Posted 03 August 2009 - 08:20 AM

Anyone could past here, a harcoded Arctg table as array of 360 entries? Would apreciate your help! Thanks.

### #2Álvaro  Members

Posted 03 August 2009 - 08:56 AM

Do you mean a table with the tangent of each angle that is an integer number of degrees?

### #3fastcall22  Moderators

Posted 03 August 2009 - 09:11 AM

DIY:

-- lua5.1local f = assert( io.open( "invtan.txt", "w" ) )for i=0, 360 do	f:write( 1 / math.tan( i * math.pi / 180 ) .. ' ' )end

Output.

EDIT:
Did you want atan, tan or 1 / tan?

[Edited by - _fastcall on August 3, 2009 3:11:01 PM]

### #4Atrix256  Members

Posted 03 August 2009 - 09:12 AM

surely you could make that list yourself via a program? :P

shouldnt be too hard, esp not for someone who knows asm (;

### #5asmcoder  Members

Posted 03 August 2009 - 09:36 AM

Quote:
 Original post by alvaroDo you mean a table with the tangent of each angle that is an integer number of degrees?

I mean the Arc tangent values for the selected angle entry, so ArcTg[0] will store the ArcTg value of angle 0, and ArcTg[359] will store the ArcTg value of angle 259.

See, I have a circle(x0,y0), a point in the circle(x,y).
What I want to do is to detrmine the angle with this formula:

Angle= ArcTg (y-y0/x-x0)

so with the lookup table I can simply do this to get the angle:

float Angle= ArcTgArray[(y-y0/x-x0)];

Thanks.

### #6Álvaro  Members

Posted 03 August 2009 - 09:50 AM

But that slope will not always be in [0,360]... You can't have a table that covers all the reals. You could have a table for values between 0 and 1 (in however many steps you want) and reduce all the other cases to this one. Could that be roughly what you want?

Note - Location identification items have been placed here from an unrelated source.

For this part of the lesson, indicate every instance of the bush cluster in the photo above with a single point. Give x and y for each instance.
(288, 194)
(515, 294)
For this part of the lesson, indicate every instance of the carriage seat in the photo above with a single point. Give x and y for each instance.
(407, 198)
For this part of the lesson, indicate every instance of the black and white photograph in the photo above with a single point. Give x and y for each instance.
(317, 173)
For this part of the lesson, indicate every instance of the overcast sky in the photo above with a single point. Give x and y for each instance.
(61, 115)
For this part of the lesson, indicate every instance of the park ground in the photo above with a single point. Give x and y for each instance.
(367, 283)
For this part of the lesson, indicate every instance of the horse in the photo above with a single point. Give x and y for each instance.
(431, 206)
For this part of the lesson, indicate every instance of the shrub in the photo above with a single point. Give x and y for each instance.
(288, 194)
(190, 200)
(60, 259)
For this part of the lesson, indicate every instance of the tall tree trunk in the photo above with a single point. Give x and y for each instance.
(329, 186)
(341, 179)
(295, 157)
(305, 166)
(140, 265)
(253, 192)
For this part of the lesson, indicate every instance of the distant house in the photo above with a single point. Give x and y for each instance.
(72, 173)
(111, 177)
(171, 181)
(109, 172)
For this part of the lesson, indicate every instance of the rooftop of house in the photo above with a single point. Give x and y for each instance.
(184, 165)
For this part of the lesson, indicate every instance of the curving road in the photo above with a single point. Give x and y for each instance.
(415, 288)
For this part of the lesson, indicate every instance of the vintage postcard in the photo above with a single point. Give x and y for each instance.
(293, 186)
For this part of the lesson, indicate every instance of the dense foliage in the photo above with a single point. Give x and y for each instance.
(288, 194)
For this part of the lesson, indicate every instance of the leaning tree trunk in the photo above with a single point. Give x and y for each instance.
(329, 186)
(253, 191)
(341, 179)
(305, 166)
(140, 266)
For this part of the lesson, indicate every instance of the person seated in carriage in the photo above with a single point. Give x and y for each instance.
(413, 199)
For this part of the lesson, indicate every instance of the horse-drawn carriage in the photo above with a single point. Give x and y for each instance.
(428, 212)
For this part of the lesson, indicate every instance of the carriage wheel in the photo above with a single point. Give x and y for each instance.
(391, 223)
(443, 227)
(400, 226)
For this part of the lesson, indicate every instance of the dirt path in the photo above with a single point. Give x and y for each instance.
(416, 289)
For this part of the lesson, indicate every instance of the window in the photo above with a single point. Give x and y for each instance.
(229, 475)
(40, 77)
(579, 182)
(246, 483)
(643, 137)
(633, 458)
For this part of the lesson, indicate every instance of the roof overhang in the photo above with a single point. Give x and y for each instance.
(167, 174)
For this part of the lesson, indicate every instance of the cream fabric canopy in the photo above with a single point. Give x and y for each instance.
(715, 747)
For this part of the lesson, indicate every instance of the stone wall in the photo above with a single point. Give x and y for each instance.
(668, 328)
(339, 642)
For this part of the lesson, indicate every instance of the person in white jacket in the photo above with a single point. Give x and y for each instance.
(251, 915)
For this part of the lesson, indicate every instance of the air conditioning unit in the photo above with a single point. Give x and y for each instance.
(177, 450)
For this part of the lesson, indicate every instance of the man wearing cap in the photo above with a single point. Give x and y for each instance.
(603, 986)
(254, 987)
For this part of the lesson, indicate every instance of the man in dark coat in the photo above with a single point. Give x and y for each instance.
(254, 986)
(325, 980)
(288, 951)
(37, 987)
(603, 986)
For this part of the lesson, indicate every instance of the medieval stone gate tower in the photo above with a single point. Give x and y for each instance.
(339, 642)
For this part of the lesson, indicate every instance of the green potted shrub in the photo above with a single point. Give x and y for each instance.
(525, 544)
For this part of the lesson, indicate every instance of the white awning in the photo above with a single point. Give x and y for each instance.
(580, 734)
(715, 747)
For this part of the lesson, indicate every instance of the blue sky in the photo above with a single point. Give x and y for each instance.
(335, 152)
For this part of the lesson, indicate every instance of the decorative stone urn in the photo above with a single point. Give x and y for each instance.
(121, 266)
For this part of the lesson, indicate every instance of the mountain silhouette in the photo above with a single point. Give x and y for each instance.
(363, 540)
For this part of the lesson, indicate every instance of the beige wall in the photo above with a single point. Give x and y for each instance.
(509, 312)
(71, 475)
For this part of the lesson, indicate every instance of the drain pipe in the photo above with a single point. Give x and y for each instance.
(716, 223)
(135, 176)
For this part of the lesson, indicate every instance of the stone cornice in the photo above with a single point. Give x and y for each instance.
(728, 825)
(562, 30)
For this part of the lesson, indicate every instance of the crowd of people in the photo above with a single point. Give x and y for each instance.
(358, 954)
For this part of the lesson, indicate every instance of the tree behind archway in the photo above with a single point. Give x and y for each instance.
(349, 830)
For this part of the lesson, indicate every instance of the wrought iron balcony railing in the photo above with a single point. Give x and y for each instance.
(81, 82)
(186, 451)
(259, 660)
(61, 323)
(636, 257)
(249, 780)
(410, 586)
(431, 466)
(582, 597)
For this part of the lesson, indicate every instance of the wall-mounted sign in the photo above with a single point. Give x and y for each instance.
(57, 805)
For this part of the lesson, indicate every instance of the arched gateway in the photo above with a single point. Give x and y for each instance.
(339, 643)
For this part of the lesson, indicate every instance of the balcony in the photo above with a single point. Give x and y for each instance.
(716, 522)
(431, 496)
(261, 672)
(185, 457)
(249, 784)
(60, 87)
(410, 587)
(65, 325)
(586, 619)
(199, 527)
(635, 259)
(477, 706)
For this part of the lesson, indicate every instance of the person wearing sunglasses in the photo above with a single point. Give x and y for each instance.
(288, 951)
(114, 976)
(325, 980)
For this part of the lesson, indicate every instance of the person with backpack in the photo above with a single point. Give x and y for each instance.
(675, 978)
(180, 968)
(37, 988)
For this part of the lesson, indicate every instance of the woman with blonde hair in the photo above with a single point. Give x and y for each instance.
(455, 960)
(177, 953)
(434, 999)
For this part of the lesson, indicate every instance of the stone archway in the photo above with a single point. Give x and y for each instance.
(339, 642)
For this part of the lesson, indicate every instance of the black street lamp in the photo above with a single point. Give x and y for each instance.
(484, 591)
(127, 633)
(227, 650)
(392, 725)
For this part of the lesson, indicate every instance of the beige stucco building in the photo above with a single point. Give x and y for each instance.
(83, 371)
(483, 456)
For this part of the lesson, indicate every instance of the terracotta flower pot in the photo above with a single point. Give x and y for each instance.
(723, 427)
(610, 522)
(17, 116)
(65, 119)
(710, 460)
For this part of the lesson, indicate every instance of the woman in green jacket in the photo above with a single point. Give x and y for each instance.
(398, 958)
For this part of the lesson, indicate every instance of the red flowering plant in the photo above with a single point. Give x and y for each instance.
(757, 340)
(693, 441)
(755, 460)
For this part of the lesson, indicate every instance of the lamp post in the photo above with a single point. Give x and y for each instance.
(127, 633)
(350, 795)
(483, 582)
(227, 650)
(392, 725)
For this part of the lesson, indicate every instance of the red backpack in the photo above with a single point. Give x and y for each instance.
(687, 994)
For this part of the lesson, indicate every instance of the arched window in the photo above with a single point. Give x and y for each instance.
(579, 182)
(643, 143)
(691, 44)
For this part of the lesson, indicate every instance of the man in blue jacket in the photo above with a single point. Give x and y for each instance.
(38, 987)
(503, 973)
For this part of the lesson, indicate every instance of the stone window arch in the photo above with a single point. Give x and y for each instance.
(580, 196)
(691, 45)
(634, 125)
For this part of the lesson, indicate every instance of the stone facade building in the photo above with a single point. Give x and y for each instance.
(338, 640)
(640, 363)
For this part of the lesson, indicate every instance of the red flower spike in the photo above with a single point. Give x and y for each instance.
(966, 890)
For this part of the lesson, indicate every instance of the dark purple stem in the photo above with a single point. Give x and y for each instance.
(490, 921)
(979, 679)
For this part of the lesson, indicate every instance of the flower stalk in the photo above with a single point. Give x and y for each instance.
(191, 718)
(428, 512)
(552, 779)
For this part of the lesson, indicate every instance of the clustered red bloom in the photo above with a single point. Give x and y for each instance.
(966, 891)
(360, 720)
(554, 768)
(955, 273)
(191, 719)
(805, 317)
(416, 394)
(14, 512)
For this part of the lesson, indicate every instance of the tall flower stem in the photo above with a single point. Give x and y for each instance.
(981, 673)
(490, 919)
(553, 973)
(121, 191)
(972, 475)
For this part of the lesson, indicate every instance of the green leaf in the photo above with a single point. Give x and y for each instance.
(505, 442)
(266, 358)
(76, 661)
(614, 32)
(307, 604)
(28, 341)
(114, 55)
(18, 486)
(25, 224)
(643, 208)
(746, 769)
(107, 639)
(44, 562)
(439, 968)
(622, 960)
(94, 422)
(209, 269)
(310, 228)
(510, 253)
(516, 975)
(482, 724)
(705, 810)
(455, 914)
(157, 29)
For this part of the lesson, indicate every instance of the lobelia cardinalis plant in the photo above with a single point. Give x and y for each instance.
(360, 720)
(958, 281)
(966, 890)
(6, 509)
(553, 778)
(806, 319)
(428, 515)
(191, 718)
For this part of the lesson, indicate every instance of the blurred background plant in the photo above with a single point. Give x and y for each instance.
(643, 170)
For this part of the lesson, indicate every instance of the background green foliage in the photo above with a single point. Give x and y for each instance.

### #7fastcall22  Moderators

Posted 03 August 2009 - 10:12 AM


const int step = 361;
double arctan[step];

// Create a table that uses values from -1 to 1
for ( int i = 0; i < step; ++i )
arctan[i] = std::atan( (double)(i*2 - step) / (double)step );

// Then:
double angle = arctan[ std::min( step-1, std::max( 0, (int)( (test * step + step)/2 ) ) ) ];



You should be using atan2( y-y0, x-x0 ) anyways ...

### #8Álvaro  Members

Posted 03 August 2009 - 10:22 AM

If you don't have atan2, you can use something like this:
double atan2(double y, double x) {
double alpha=3.141592653589793238462643383279;
double gx=-1.0, gy=0.0, result=-alpha;

static double cosine_and_sine[32][2]={
{-1,0},
{0,1},
{0.70710678118654757274,0.70710678118654746172},
{0.92387953251128673848,0.38268343236508978178},
{0.98078528040323043058,0.19509032201612824808},
{0.99518472667219692873,0.098017140329560603629},
{0.99879545620517240501,0.049067674327418014935},
{0.99969881869620424997,0.024541228522912288124},
{0.99992470183914450299,0.012271538285719925387},
{0.99998117528260110909,0.0061358846491544752691},
{0.99999529380957619118,0.0030679567629659761432},
{0.99999882345170187925,0.0015339801862847655001},
{0.99999970586288222663,0.0007669903187427044855},
{0.99999992646571789212,0.00038349518757139556321},
{0.99999998161642933425,0.00019174759731070329153},
{0.99999999540410733356,9.5873799095977344669e-05},
{0.99999999885102686115,4.793689960306688131e-05},
{0.99999999971275665978,2.3968449808418219318e-05},
{0.99999999992818922046,1.1984224905069705298e-05},
{0.9999999999820472496,5.9921124526424275272e-06},
{0.9999999999955118124,2.9960562263346608352e-06},
{0.99999999999887800861,1.4980281131690111427e-06},
{0.99999999999971944664,7.490140565847157414e-07},
{0.9999999999999298339,3.7450702829238412872e-07},
{0.99999999999998245848,1.8725351414619534661e-07},
{0.99999999999999567013,9.3626757073098083589e-08},
{0.99999999999999888978,4.6813378536549088116e-08},
{0.99999999999999977796,2.3406689268274550676e-08},
{0.99999999999999988898,1.1703344634137276992e-08},
{1,5.8516723170686384961e-09},
{1,2.925836158534319248e-09},
{1,1.462918079267159624e-09}
};

for(int i=0;i<32;++i) {
double c=cosine_and_sine[i][0], s=cosine_and_sine[i][1];
double nx=gx*c-gy*s, ny=gy*c+gx*s;
if(x*ny<y*nx) {
result += alpha;
gx=nx;
gy=ny;
}
alpha*=.5;
}
return result;
}



### #9asmcoder  Members

Posted 03 August 2009 - 10:29 AM

@alvaro: I can have only 360 array's entry, and then check for the nearest array value to the value i got from calculating x-x0/y-y0.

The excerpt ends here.